Embracing My Curiosity and Letting It Take the Lead
They say that curiosity killed the cat, but if death is inevitable, why not embrace it and let yourself be more curious?
How do you want to be remembered?
I have asked myself this question a lot more since my father's passing. Now that he is gone, all I’ve been thinking about are the ways that I remember him. I remember his boisterous laugh, and the scent of his cologne, his love for a good cocktail, and his passion for cooking. He was the adventurous one out of my parents, and he loved trying new things and spicing things up. He even convinced me on more than one occasion to really step outside of my comfort zone and to live true to who I was.
Before his demise in 2022, we would often chat about his desire to visit Australia. He wanted to go for his birthday since it would be during their summer (he was a Sagittarius King), and we’d discuss the possibilities. I mentioned to him that I had two friends who lived there, and once we got serious about the planning, I would reach out to them for recommendations. I was excited about such an adventure with him because I knew we would create lasting memories. However, life had other plans, and he never got to see Australia, and we never created those memories.
After his death, I became obsessed with it—death, that is—maybe as a coping mechanism, I don’t know, but the more I thought about it, the more I realized that death is something that will eventually come for us all. There is no escaping it, no hiding from it, or bargaining with it. It’s part of the cycle of life. It doesn’t discriminate and comes for the young, old, rich, poor, good, and bad. She’s consistent, and when it’s your time, it’s your time. The more I thought about it, the more I began to accept it because if I can’t escape it, at least I can embrace it and live every day like it truly is my last—because it could be.
As a young girl, my curious mind often took the lead. She asked questions, embraced change, challenged limiting beliefs, voiced her opinion, and explored. My personality was a bit much for some, and my passionate expression was too bold for others. The more I got ridiculed for it, the smaller I became. I eventually locked that side of me away because I was tired of hearing that those qualities weren’t supposed to be possessed by a woman. So I conformed, stuck to the status quo, and imprisoned her in darkness. I missed her deeply.
After going through one of the hardest times in my life and living through a fear that I partially believe I manifested. I unlocked the door to that prison and embraced that beloved version of me with open arms. Being faced with the death of someone dear to me showed me that I have no desire to conform to society's expectations of me or even the expectations that have been placed on me by my loved ones. I no longer want to run from things I don’t understand or judge others based on misinformation. I want to lean into my curious thoughts and take the initiative to research and collect data before completely writing off things I may have once believed to be unconventional.

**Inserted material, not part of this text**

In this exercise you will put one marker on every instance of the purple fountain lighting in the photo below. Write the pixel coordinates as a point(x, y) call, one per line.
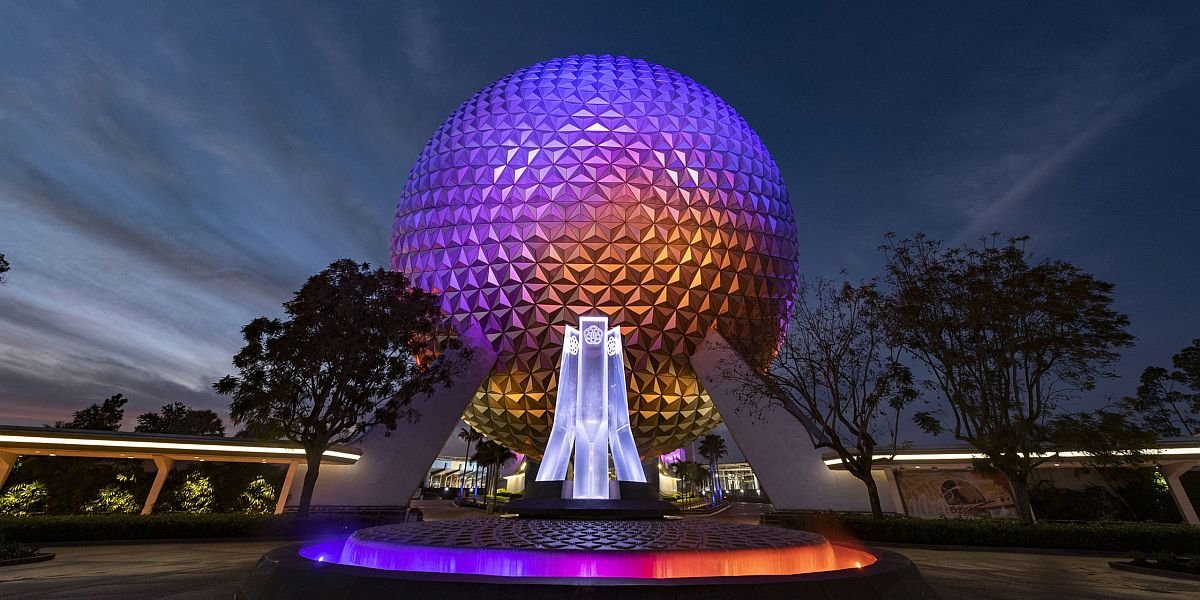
point(544, 549)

I want to be remembered as someone who was bold and stood tall even when others didn’t. As someone who embraced life's challenges and refused to allow pessimism to cripple her. Someone who frequently stepped out of their comfort zone to sharpen their skills—but most importantly, I want to be remembered as someone who was authentic to their values and beliefs and did those things she said she would do.
Stepping outside of your comfort zone is an act of rebellion, and I don’t mind being remembered as a rebel.
What this publication is about
Embracing Curiosity is my love letter to my inner child and a haven for those who cherish the art of questioning and exploring the intricacies of life. Life is a tapestry woven with countless threads of experiences, challenges, and wonders, and I want to celebrate the beauty of curiosity in unraveling life's mysteries, from the profound to the mundane. Through thought-provoking essays, personal reflections, and engaging discussions, I’ll delve into the depths of existence, embracing the uncertainty, allowing my curiosity to run free, and marveling at the richness of human existence.
Through this publication, I am allowing myself to ask silly questions, daydream about crazy possibilities, and go out and explore different cultures, thoughts, and religions. For years, I felt that I lived in a very closed-off and small view of the world, but I don’t want to see the world as black and white anymore; I want to see it in full color. I want to open my mind, challenge my perspective, make new friends, converse, and break bread with strangers. I am revisiting the things that I once found intriguing but was too scared to pursue because I was worried about the judgment I’d receive from others. I am asking myself what new things I want to try and new experiences I want to have —while collecting and formulating my thoughts about the experiences and lessons I’ve learned from them.
How to support
This will be a free publication; however, I won't say no if you feel generous and want to buy me a coffee or throw some dollars at me to fund my next exploration. What I would love is for you to engage with me in the comments and share this publication with someone you love or someone you think may benefit from it and could use some encouragement to be more curious.
Thanks for reading 💕
Wonderful writing and I love the idea of having such variety in the publication, I try to do that as well.
1) The flowers in the photo are stunning 2) my condolences on the passing of your father 3) good for you for reclaiming what has always been yours 4) thank you for the read and giving me something to chew on for the remainder of the night.